Alfred Dupree III of Acworth and Victoria "Gabi" McCurley of Woodstock were both 17, and both students at Etowah when they were arrested in October 2017.
At the time the two of them were arrested, Cherokee County Sheriff Frank Reynolds compared the threats and planned attack to the 1999 massacre at Columbine High School outside of Denver, which killed 15 people and left 24 others hurt.
After entering pleas in the case last Friday, the two could receive up to 90 years in prison.
For two days, Judge Ellen McElyea listened to victim impact statements from relatives, medical personnel, law enforcement and others. After considering their statements, the judge on Tuesday sentenced each of them to 40 years, with 20 years to serve in prison. The remaining 20 years would be served on probation.
After the hearing, McCurley's attorney told 11Alive News that her last comment to him before she was led away was, "I guess they're gonna just lock me up and throw away the key."
During their courtroom presentations, both defense attorneys emphasized that the teens were mentally disturbed and that the Georgia judicial system is not equipped to help individuals who have mental problems.
Investigators said they found evidence which included what they called a homemade incendiary device and a personal journal that allegedly detailed the pair's plans along with a list of intended victims.

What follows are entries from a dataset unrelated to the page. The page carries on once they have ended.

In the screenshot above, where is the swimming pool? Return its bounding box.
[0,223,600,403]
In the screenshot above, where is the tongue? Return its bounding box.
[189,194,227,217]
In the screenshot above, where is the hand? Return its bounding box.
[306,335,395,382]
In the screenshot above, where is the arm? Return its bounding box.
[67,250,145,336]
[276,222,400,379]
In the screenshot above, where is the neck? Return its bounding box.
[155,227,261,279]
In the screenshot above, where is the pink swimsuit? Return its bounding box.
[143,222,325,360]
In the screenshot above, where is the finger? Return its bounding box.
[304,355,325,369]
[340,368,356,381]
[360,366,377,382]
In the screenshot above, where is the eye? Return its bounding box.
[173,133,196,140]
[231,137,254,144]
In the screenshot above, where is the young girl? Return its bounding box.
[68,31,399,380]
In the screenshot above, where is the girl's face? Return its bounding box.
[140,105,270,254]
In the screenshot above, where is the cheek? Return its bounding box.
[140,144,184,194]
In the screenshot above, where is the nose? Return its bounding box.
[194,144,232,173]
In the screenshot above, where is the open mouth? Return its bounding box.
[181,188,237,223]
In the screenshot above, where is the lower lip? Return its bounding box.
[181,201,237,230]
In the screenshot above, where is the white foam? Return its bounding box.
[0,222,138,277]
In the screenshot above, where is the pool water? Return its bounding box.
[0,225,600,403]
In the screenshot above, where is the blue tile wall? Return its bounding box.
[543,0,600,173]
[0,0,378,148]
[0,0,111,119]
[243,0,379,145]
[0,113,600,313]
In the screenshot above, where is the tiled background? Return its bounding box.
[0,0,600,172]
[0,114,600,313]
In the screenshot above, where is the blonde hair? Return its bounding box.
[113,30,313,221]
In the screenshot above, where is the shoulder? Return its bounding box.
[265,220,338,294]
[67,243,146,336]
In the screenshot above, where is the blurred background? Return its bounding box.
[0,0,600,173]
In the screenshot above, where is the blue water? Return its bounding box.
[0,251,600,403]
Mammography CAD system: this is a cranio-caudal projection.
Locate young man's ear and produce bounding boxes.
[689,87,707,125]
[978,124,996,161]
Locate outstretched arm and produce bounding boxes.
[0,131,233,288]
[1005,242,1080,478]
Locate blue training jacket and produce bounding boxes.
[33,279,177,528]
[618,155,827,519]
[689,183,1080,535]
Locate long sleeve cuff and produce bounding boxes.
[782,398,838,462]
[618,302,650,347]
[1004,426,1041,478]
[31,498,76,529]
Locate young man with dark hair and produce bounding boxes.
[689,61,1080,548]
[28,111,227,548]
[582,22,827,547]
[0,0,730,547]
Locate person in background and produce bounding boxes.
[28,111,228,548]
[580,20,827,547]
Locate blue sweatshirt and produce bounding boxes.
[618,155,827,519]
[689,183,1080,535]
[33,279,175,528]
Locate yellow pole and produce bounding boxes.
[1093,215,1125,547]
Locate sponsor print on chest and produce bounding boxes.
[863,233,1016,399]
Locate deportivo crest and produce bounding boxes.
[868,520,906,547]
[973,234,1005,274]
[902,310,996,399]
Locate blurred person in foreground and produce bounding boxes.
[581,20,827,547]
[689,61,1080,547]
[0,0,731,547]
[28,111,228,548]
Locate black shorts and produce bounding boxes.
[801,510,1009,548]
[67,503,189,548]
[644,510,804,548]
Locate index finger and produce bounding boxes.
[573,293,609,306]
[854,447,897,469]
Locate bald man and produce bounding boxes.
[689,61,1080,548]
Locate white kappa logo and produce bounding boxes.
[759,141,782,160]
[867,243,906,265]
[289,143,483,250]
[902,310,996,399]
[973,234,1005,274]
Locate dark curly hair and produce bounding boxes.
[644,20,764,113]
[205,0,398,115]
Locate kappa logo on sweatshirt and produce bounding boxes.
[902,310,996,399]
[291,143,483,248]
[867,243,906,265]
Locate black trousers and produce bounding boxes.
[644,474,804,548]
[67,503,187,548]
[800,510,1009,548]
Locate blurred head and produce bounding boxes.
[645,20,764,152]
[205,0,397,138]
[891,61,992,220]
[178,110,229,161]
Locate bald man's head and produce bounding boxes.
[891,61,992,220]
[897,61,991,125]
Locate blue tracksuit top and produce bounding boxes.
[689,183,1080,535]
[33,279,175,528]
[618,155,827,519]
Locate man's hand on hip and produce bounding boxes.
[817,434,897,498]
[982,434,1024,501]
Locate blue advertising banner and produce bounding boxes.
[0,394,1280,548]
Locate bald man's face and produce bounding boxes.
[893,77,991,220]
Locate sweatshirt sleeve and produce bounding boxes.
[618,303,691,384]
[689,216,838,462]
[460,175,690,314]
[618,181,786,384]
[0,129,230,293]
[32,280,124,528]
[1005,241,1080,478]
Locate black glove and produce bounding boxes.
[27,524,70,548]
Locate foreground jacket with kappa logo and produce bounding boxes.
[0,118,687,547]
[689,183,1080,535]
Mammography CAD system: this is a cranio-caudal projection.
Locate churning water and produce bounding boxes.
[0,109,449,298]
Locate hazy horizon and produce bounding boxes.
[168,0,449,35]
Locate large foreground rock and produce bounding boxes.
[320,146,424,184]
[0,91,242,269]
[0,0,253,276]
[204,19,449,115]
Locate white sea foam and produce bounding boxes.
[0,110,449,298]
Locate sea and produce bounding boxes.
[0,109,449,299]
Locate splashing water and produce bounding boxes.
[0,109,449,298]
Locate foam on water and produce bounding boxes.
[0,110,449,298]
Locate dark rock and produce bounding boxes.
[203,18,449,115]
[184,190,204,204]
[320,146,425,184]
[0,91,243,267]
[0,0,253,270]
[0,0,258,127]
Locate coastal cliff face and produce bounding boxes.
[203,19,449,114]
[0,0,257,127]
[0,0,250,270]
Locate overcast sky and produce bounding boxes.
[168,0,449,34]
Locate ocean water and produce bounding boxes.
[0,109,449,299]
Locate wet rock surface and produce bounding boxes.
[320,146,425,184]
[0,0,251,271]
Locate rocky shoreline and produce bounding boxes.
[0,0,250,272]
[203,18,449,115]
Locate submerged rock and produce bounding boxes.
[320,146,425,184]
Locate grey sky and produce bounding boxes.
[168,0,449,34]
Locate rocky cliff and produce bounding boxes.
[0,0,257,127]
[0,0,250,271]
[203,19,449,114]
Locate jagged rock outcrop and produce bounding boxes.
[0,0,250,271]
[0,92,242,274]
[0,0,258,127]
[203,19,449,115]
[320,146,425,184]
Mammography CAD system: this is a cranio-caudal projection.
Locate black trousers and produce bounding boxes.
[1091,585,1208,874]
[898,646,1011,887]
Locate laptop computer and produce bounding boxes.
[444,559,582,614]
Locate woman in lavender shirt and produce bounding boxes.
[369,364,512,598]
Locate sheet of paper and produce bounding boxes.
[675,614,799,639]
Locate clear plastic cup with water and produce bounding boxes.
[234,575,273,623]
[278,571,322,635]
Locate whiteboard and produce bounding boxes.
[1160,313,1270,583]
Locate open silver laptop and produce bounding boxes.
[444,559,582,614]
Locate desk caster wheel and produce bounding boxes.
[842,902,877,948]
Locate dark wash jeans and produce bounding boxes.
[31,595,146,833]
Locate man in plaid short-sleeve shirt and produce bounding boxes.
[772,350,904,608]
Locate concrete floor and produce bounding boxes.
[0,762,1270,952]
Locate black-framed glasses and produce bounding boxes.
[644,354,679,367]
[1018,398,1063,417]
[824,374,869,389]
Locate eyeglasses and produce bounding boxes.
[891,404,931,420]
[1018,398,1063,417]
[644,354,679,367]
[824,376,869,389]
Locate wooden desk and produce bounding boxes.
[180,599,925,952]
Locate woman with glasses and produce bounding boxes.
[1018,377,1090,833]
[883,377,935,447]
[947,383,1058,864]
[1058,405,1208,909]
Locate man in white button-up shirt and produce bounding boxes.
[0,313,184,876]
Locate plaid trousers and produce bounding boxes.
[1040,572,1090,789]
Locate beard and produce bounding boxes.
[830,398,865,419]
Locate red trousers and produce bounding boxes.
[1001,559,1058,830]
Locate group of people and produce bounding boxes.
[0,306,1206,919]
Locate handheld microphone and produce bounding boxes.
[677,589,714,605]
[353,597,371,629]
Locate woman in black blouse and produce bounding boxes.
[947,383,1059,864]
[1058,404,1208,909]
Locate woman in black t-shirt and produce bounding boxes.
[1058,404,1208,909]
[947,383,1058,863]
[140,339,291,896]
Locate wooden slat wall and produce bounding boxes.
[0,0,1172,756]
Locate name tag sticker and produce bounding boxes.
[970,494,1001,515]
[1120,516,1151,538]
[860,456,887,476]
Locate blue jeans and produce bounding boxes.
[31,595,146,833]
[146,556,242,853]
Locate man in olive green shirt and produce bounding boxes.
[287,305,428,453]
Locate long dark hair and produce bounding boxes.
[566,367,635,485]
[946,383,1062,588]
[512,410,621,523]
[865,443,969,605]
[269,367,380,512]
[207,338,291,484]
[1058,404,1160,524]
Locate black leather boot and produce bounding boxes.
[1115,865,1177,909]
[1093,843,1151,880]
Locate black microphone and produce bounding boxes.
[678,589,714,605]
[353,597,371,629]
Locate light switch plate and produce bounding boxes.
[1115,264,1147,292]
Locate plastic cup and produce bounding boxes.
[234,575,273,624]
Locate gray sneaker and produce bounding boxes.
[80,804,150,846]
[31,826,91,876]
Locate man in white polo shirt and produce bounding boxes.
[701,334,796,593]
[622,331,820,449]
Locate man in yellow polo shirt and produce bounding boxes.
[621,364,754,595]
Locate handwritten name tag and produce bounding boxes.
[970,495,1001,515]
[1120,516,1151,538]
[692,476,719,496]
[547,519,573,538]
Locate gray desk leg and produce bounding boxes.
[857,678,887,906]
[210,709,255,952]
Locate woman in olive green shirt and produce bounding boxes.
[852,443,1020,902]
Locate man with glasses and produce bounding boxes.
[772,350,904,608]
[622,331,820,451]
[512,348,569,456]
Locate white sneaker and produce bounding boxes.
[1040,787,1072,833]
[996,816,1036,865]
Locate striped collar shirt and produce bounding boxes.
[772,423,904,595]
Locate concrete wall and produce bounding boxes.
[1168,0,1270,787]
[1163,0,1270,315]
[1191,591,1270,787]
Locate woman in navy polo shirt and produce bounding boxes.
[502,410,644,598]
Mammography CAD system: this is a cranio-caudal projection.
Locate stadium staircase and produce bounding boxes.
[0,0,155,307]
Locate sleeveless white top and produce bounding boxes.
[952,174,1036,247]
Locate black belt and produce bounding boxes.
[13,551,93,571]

In the original grand jury indictment, Dupree had compiled what he called a "kill list" of potential victims, which included five students and one instructor at the school. The indictment also says the pair had created a map of the high school building as part of their plan.
When the evidence was uncovered, there was no particular timeframe for an attack, but investigators were able to determine that there was a definite threat against the school, against specific staff members and students.
The teens were charged as adults in the case, according to the Cherokee County Sheriff's Office.
The two have entered a plea for six counts of conspiracy to commit murder, conspiracy to commit arson and unlawful possession of a destructive device.
Tuesday's sentencing comes less than a week from the 20-year anniversary of the Heritigae High School Shooting. T.J. Solomon shot six people in the lobby of the Rockdale County High School in 1999. Thankfully, no one was killed.
But Solomon is already out of prison. He was released to his mother's custody in 2016.
Which means, barring any appeals, the two Etowah teens who planned an attack, but never followed through, will spend more time in prison than a school shooter. McCurley's lawyer, Barry Bishop, says this case highlights a need for change.
"The system is just not set up to handle what she needs. She needs to be punished and she has been. We just need a better system for kids her age," Bishop said.